Declassifying the documents is only a small part of the archivists’ work, said Volodymyr Vyatrovych, the director of the SBU archives. As the files are declassified, electronic copies are being taken that are available for viewing at centers across the country, 14 of which have already been opened.

“All the stories reflect the larger picture,” Vyatrovych said. “We want to give people an opportunity to see the documents and make their own interpretations.” He added that there has been a marked increase in interest from relatives in recent months wanting to find out about the fate of their family members.

Some of those gathered in Bykivnya forest on May 17 had brought their own documents and stories. One lady, who gave her name as Natalia, said that her grandfather had been denounced to the NKVD by the head of the local village council who wanted to take his apartment. She claimed the man’s son still lives there and that she can’t get the apartment back, despite possessing documents that she says prove it belongs to her family.

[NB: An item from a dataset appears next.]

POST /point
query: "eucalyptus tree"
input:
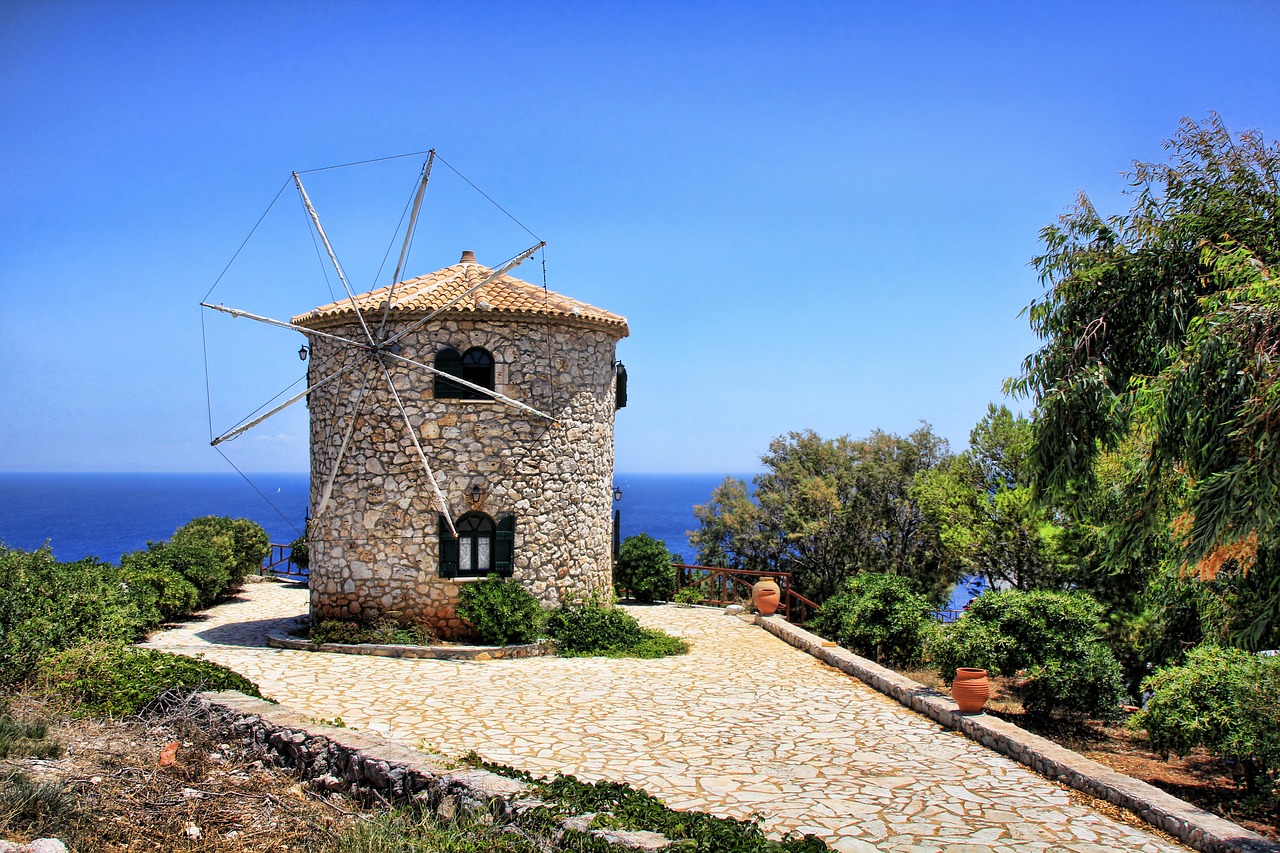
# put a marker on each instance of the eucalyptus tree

Such stories are a testament to the paranoia and vicious self-interest that combined in an ostensibly political campaign. Anyone could be denounced as an “enemy of the people” as the purge spun out of control, even consuming people with seemingly solid party credentials.

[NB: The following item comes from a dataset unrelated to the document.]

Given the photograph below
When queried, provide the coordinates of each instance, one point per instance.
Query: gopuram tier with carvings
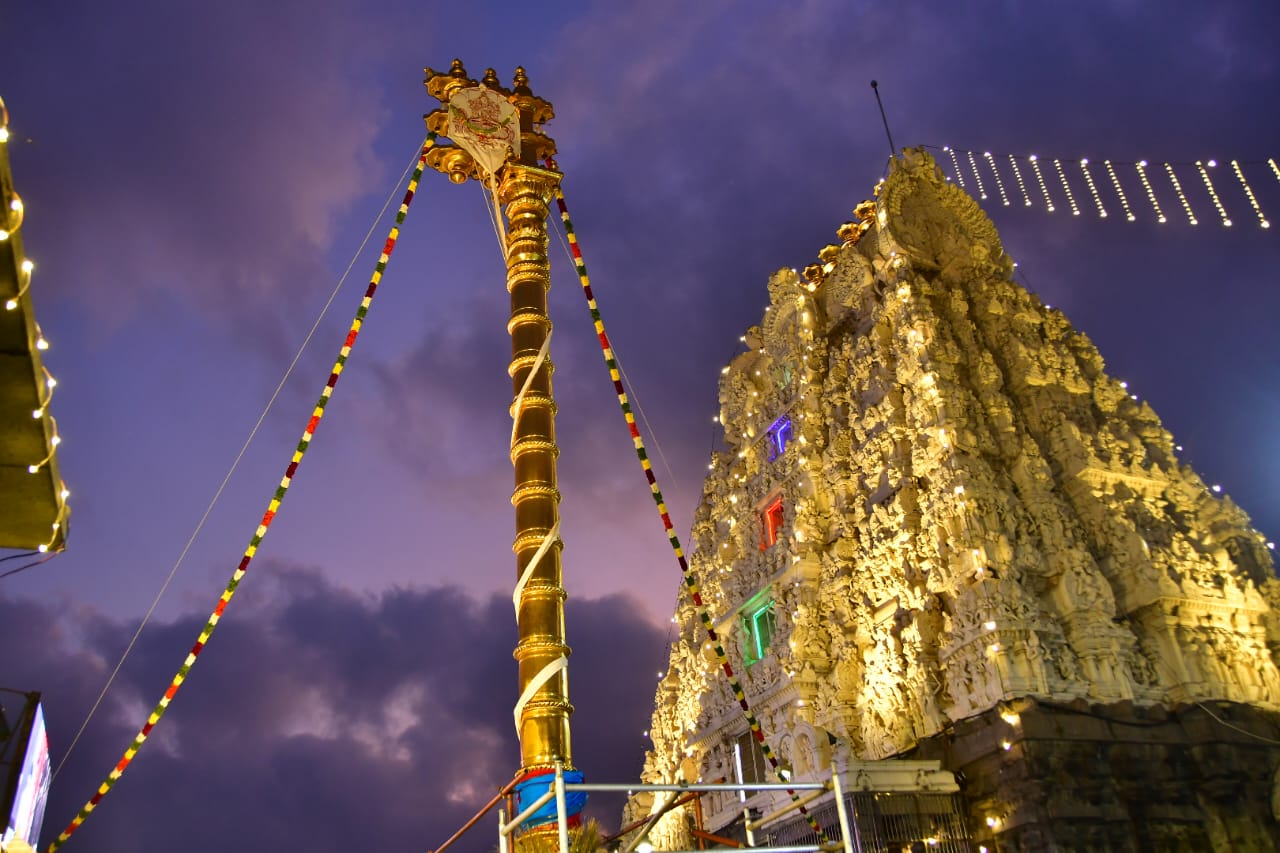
(942, 548)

Hryhoriy Brovchenko was an activist who had taken part in the 1905 and 1917 revolutions. But in 1937, the NKVD took him away as an enemy of the people, killed him and dumped his body at Bykivnya. His daughter, Olha Kostenko, was among those at the ceremony.

Yushchenko listed a number of the most famous victims of repression who are known to lie in the forest, including writers, poets, professors, doctors and priests. “An invisible link runs from Bykivnya to all of the countless cemeteries of the communist terror in our land,” he said. “All of Ukraine is part of this hellish network. The duty of the nation is to remember everyone.”

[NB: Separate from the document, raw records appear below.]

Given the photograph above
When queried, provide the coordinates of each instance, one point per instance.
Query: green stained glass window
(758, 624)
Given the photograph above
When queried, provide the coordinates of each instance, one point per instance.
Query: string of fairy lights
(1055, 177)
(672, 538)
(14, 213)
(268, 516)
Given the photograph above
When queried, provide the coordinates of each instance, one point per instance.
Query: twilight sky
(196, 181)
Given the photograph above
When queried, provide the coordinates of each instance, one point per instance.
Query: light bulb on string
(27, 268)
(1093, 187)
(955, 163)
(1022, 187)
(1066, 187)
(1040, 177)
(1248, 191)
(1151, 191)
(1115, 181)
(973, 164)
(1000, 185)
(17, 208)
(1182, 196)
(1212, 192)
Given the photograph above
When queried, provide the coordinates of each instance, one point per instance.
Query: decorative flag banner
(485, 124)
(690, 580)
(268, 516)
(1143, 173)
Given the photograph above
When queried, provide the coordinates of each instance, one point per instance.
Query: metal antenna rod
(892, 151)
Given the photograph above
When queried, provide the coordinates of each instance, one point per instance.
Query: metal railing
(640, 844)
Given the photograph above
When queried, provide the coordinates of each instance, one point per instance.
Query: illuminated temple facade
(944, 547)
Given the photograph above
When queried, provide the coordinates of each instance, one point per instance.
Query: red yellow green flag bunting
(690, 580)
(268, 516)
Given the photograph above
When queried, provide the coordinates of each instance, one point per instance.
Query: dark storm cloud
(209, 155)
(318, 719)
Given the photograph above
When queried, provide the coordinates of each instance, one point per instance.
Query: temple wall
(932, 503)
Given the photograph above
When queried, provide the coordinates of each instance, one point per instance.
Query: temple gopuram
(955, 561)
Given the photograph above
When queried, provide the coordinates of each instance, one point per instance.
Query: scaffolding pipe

He also called for the removal of all symbols of Soviet repression from the country.

“Ukraine must finally purge itself of the symbols of a regime that destroyed millions of innocent people,” he said, adding that 400 such monuments had been taken down in the past year.

Not everyone agrees with the president’s steps. The Head of the State Archives, Olha Ginzburg, a member of the Communist Party, has criticized the president’s decision to publish archival documents. The president has often riled Russian leaders with his portrayal of their country as the perpetrator of horrific crimes against Ukraine during the Soviet period.

Political analysts suggest that his willingness to touch the prickly subject of Ukraine’s Soviet past has opened a can of worms which is negatively affecting his popularity, which now runs in single digits.

“Many people who benefited from the Soviet Union are still alive,” said Roman Krutsyk, president of the non-governmental organization Memorial, which documents Soviet political repressions. “But lots of people who suffered are also still alive, and relatives of those who were killed. It is essential for Ukraine as an independent state that it remembers its past.”


Photo: Yaroslav Debelyi, Olga Kostenko remembers her father, Grygoriy Brovchenko, one of an estimated 100,000 victims of Stalin’s mass repressions who are buried in Bykivnya forest near Kyiv.